I recently had the chance to take part in a roundtable interview with the directors of Birds of Passage, Cristina Gallego and Ciro Guerra. The film tells the story of a clan of indigenous people in Columbia who become involved with the drug trade, bringing ruin to their traditional values.
Q: You’re telling a story of indigenous people who have had their values compromised by outsiders. How do you gain the trust of those indigenous people to let you tell their story?
Cristina Gallego: We shot a film there in north Columbia twelve years ago, and we shot one week in that territory. Many people came and told us the story that happened many years ago. That history hasn’t been told and hasn’t been represented even by them. It seemed important for them in the Wayúu community and the way we treated them, they were open to tell us they history, about their community, their rules. And I think with our previous film, Embrace of the Serpent, which was set in the Amazonian community was a help.

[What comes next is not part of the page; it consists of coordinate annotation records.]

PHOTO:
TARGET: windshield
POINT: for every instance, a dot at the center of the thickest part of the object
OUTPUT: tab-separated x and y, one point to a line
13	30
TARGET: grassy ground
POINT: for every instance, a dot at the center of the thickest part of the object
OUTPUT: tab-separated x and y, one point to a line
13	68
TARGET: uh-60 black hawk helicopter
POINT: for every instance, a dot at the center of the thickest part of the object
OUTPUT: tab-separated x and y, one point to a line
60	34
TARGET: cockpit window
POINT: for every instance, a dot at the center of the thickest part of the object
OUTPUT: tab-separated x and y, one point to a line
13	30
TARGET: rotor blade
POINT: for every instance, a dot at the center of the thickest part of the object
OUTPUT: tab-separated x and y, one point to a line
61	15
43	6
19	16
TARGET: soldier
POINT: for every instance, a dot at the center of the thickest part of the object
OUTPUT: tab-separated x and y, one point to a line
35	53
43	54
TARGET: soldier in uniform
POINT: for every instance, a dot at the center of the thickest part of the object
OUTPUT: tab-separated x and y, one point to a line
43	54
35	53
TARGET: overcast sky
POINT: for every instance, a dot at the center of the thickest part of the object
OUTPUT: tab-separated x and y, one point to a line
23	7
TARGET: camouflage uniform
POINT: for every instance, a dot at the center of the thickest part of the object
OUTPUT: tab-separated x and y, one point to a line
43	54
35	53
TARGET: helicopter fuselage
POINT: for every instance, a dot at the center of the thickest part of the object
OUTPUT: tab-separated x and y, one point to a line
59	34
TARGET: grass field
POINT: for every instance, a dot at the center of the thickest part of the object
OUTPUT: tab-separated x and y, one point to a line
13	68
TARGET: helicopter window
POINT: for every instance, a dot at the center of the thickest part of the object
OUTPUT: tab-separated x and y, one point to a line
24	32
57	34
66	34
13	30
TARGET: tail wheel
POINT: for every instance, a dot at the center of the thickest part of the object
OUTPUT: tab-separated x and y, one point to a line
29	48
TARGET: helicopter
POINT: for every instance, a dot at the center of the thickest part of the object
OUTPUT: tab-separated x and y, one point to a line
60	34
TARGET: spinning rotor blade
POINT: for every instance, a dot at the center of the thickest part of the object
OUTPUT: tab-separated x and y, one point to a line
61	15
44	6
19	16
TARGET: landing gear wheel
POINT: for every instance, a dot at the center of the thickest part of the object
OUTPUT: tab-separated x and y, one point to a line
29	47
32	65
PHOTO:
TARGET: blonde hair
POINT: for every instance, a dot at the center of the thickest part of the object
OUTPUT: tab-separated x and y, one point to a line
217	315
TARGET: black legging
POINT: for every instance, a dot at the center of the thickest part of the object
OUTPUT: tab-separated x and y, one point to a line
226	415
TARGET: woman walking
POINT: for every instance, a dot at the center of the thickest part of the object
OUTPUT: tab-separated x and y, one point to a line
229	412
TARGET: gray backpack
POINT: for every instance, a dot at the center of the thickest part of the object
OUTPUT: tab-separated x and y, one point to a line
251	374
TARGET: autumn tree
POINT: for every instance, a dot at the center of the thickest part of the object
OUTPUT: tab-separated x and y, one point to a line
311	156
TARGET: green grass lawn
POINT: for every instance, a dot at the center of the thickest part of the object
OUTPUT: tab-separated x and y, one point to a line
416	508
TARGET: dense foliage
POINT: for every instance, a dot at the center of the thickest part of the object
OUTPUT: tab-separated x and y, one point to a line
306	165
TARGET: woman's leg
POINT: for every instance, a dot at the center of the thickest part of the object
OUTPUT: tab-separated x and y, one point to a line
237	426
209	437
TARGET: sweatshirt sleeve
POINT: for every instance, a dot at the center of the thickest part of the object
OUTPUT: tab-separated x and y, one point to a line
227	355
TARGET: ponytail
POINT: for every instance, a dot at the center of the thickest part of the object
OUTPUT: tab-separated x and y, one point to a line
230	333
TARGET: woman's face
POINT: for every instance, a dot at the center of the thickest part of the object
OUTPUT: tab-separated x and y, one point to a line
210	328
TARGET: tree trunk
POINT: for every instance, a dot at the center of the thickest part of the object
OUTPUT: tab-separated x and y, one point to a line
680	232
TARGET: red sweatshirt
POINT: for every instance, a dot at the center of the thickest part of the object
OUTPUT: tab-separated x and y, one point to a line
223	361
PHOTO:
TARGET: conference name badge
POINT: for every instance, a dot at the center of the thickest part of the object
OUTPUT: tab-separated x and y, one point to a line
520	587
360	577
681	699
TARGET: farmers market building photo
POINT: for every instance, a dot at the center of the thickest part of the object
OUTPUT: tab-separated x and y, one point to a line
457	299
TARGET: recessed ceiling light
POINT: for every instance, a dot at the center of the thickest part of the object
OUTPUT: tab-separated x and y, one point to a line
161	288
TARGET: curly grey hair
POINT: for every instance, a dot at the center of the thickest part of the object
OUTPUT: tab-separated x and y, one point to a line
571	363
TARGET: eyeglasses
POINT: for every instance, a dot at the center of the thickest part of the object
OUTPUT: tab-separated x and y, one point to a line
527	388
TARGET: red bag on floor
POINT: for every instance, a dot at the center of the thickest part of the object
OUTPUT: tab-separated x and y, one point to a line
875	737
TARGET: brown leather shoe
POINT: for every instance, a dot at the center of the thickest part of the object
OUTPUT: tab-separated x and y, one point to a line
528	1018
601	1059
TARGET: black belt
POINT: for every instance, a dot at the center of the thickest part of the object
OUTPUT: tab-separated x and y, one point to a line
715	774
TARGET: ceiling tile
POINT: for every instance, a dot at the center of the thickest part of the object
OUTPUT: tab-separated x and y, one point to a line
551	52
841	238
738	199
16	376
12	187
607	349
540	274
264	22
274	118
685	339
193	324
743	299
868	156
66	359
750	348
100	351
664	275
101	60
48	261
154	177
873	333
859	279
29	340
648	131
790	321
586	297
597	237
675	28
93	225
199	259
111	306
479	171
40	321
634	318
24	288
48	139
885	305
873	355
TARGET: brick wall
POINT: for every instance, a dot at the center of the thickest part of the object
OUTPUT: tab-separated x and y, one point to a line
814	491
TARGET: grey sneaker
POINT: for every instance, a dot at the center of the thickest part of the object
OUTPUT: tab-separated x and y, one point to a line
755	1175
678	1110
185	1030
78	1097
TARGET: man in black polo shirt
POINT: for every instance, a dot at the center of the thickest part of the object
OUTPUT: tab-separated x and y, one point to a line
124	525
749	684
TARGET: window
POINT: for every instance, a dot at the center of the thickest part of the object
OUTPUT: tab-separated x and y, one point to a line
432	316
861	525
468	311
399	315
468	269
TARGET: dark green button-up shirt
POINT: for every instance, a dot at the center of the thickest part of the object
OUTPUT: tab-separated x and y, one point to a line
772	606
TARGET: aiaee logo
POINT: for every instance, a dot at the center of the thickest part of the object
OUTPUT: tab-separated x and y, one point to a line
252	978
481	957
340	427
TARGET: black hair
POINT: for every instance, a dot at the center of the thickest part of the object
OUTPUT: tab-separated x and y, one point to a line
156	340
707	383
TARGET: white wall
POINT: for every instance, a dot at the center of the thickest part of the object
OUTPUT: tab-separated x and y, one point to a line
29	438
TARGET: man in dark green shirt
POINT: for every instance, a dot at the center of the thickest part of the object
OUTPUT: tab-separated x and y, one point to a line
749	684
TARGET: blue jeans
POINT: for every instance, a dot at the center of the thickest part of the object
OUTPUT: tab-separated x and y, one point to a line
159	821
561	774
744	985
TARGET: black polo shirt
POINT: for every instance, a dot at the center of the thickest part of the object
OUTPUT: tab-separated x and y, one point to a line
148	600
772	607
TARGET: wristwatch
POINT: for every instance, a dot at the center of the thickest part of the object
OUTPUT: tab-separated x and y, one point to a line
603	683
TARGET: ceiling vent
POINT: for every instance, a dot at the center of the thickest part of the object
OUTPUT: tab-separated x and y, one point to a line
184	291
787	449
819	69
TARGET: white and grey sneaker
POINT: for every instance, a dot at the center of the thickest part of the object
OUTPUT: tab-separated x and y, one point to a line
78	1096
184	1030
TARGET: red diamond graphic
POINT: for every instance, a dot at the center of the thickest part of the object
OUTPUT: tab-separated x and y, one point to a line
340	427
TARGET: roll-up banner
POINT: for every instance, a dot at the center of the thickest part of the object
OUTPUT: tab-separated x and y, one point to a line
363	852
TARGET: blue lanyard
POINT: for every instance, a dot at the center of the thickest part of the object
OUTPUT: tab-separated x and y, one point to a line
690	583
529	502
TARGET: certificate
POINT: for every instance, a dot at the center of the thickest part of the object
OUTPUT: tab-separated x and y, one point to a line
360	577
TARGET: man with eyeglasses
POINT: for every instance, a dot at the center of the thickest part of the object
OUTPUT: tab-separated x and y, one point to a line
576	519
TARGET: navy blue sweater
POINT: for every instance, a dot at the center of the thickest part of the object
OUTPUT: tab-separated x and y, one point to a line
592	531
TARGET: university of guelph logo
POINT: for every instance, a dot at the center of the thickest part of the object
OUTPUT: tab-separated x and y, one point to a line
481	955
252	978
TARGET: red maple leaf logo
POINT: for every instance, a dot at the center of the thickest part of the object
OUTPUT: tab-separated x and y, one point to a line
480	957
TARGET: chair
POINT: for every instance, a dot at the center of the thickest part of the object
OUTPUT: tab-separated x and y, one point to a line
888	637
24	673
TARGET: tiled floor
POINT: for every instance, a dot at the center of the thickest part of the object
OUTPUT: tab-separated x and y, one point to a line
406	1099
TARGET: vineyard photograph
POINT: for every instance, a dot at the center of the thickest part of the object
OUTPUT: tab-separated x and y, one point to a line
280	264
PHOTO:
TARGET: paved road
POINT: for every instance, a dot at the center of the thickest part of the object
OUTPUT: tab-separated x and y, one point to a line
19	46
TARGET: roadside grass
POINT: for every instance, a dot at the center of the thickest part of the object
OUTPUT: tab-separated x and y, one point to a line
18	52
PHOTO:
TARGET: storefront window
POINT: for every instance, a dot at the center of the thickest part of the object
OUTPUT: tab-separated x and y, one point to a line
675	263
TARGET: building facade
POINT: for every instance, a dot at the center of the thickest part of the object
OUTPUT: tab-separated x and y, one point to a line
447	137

For this film the particular process was we made the research and we wrote about the history based on the particulars that they are telling us. We wrote the script and it was corrected by an anthropologist from there. And something that happened also, you may see them very strange or closed, and they are closed but they are open also. And this particular Wayúu community is used to being closed, but they deal with people from the outside. So we came to tell a story that would be not just about them but with them. Thirty percent of the crew were Wayúu people—they worked in direction and in the acting. We were being respectful all the time. We were wanting to learn from them.
Q: Could you tell us a bit about the spiritual nature? I think their value system has a spiritual basis, which includes nature and various other things. How would define the Wayúu spirituality we get to see a glimpse of in the film?
Cristina Gallego: Before I arrived to work with them, I thought it might be similar, but it’s not similar. They are very different in the way that they work with the spiritual world. In the Wayúu society they have connection with the spiritual, but the spirituality is very grounded in the territory. They are one of the most traditional, but at the same time one of the most capitalistic societies.
Ciro Guerra: For them the main gods are the rain. They have a god for the wind. They have a god for the thunder, the fire. But for them, the women are the ones who are in contact with the spiritual world. In dreams they are visited by the spirits of their ancestors. So they have a strong relationship with the dead. And they come back and visit them in dreams, and they follow their advice to make decisions.
Q: Columbia is a Catholic country, the cemetery is filled with crosses, and many of the names are Christian names. What is the Catholic influence?
Ciro Guerra: There were missions—Capuchin missions a hundred years ago. In Columbia the Catholic Church was very connected to the state so in many places the only way they could get an actual identity was to have a Christian name which was given by the Catholic Church in the baptism records. There’s some influence of that. They take some elements, but mostly they follow their traditions.
Birds keep coming back during the film and are some of the messengers. Could you talk about how much those birds meant? It was often what they looked for—what bird are they going to see at this point, which ties into the title, of course.
Cristine Gallego: Their relation with the birds is a connection not only with the Catholic world but with other myths and other cultures that used it. The birds are like the Holy Spirit, and like the Egyptian god Horus, and the relation with the messenger is important. The representation of the animals in early period are the eagle and the condor. This relation with the messenger brings information from the other world of things that are going to happen. This is the basis of the mythology for the Wayúu.